The nanobodies, which bind tightly to the SARS-CoV-2 virus, neutralizing it in cell culture, could provide a cheaper and easier to use alternative to human antibodies taken from patients who have recovered from COVID-19.
“Nanobodies have a number of advantages over human antibodies,” said Ray Owens, PhD, head of protein production at the Rosalind Franklin Institute. “They are cheaper to produce and can be delivered directly to the airways through a nebulizer or nasal spray, so can be self-administered at home rather than needing an injection. This could have benefits in terms of ease of use by patients but it also gets the treatment directly to the site of infection in the respiratory tract.”
The research team was able to generate the nanobodies by injecting a portion of the SARS-CoV-2 spike protein into a llama called Fifi, who is part of the antibody production facility at the University of Reading. They were able to purify four nanobodies capable of binding to SARS-CoV-2. Four nanobodies (C5, H3, C1, F2) engineered as homotrimers had pmolar affinity for the receptor-binding domain (RBD) of the SARS-CoV-2 spike protein. Crystal structures showed that C5 and H3 overlap the ACE2 epitope, while C1 and F2 bind to a different epitope.
Regarding their effectiveness against variants, the C1, H3, and C5 nanobodies all neutralized the Victoria strain, and the highly transmissible Alpha (B.1.1.7 first identified in Kent, U.K.) strain. In addition, C1 neutralizes the Beta (B.1.35, first identified in South Africa).

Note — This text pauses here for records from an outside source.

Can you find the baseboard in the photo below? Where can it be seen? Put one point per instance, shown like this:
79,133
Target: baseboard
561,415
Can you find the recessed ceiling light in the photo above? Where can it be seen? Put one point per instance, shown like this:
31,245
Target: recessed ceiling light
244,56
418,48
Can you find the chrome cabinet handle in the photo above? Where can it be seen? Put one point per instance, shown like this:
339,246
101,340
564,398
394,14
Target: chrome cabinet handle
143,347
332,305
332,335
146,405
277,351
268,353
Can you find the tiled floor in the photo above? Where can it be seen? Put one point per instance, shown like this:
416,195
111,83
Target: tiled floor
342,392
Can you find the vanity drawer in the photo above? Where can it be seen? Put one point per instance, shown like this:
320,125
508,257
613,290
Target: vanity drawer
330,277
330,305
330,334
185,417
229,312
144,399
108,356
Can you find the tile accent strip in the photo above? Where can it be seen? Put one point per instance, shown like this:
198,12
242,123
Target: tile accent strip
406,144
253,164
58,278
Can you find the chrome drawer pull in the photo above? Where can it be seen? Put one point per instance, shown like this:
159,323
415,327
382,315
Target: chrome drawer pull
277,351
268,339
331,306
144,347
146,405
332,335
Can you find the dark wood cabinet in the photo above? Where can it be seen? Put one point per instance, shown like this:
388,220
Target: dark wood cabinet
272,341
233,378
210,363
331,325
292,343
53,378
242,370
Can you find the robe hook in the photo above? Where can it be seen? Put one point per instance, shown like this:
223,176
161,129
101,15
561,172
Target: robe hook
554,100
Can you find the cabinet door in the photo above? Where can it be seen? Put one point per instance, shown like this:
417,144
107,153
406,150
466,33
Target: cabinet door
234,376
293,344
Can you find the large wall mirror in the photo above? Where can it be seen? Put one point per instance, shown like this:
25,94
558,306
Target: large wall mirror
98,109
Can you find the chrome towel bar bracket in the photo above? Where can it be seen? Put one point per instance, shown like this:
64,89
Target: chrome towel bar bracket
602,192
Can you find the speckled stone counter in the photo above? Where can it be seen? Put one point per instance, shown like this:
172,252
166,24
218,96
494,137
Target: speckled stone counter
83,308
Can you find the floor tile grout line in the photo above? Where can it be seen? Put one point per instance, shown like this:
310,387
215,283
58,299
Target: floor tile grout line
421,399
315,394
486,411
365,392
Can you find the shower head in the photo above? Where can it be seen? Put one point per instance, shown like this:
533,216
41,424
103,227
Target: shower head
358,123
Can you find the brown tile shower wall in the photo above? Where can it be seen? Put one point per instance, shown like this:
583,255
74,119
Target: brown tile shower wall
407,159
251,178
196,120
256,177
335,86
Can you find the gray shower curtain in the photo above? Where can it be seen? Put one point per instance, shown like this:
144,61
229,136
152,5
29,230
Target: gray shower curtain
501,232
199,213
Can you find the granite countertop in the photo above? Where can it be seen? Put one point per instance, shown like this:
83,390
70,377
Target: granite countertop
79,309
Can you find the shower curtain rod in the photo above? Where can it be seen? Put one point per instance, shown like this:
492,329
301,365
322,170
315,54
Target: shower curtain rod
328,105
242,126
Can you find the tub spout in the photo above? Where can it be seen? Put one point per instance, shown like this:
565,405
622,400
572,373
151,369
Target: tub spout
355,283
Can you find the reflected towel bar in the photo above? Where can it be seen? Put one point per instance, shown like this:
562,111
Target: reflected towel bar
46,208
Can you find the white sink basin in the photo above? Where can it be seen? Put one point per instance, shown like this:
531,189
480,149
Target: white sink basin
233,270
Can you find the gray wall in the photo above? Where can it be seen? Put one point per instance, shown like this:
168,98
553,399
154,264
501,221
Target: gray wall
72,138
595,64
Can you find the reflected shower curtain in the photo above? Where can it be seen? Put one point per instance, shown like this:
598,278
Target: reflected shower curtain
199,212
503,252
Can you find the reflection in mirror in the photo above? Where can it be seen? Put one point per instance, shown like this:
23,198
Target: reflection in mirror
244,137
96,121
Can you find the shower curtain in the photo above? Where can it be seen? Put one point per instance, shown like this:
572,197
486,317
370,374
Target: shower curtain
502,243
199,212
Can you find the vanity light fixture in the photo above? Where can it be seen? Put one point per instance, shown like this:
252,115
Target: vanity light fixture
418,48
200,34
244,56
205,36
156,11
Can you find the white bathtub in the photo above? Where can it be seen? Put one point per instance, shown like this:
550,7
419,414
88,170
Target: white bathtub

When one of the nanobody chains was administered to hamsters infected with SARS-CoV-2, the animals showed a marked reduction in disease, losing far less weight after seven days than those who remained untreated. Hamsters that received the nanobody treatment also had a lower viral load in their lungs and airways after seven days than untreated animals.
“Because we can see every atom of the nanobody bound to the spike, we understand what makes these agents so special,” said James Naismith, PhD, director of the Rosalind Franklin Institute. If successful and approved, nanobodies could provide an important treatment around the world as they are easier to produce than human antibodies and don’t need to be stored in cold storage facilities, added Naismith.
“Having medications that can treat the virus,” noted Naismith, “is still going to be very important, particularly as not all of the world is being vaccinated at the same speed and there remains a risk of new variants capable of bypassing vaccine immunity emerging.”
The researchers also hope the nanobody technology they have developed could form a so-called “platform technology” that can be rapidly adapted to fight other diseases.